No captas ambas cosas y la relación que tienen entre sí.
> en Brave esto no sería nada difícil, ya que carece de paridad en varias docenas de métricas que cubre la RFP
Ya sabes, si bien Brave puede filtrar algo si un script profundiza lo suficiente (la mayoría no lo hace, pero en teoría estoy de acuerdo), aún estoy mejor con eso que si estuviera ejecutando una configuración de Firefox altamente única, que sería el resultado de aplicar su guión.
> Pero al menos en Firefox, sé con certeza que el daño principal que se puede hacer se ha mitigado un poco: está prácticamente garantizado que las huellas dactilares se han reducido (no es difícil cuando se está bajando de casi con certeza único).
No ha «mitigado» nada aquí; todo lo que ha logrado es hacer que sus usuarios sean extremadamente únicos, mucho más únicos que si solo informaran los valores reales en hardware popular.
> Deshabilitar una API no es bueno: por ejemplo, webgl, pero la entropía de datos es demasiado alta.
La filtración de valores reales es mala, pero lo que también es malo es que no devuelve nada, nada menos que en Firefox, que debería devolver algo de forma predeterminada, porque eso también es muy único y se registra como tal. ¿Por qué no comprendes esto?
> Valiente casi seguro, ya que le falta tanta paridad
Brave puede perder contra Tor (si los usuarios se adhieren a las condiciones de laboratorio y no cambian nada en Tor), pero está 100% garantizado que seguirá siendo superior a una configuración de Firefox altamente única, porque eso es lo que sus usuarios son, altamente únicos.
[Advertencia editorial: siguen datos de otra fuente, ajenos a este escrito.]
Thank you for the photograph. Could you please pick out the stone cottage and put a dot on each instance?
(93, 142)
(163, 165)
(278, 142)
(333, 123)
Su publicación contenía una gran cantidad de falacias y expone su falta de comprensión de los conceptos básicos. Crees que al deshabilitar cosas, estás reduciendo la superficie de ataque, mientras que en realidad solo estás haciendo que tus usuarios sean más únicos porque «nada devuelto» es también un valor que se está registrando y sería único para Firefox – no sería único para Tor, pero como dije, puedo detectar fácilmente si alguien usa o no la red Tor a nivel de red. ¿Podemos pausar esta discusión hasta que comprenda que deshabilitar algunas cosas hace que sus usuarios sean más únicos en lugar de menos? Si es así, te bendiga. Si no, aquí vamos de nuevo.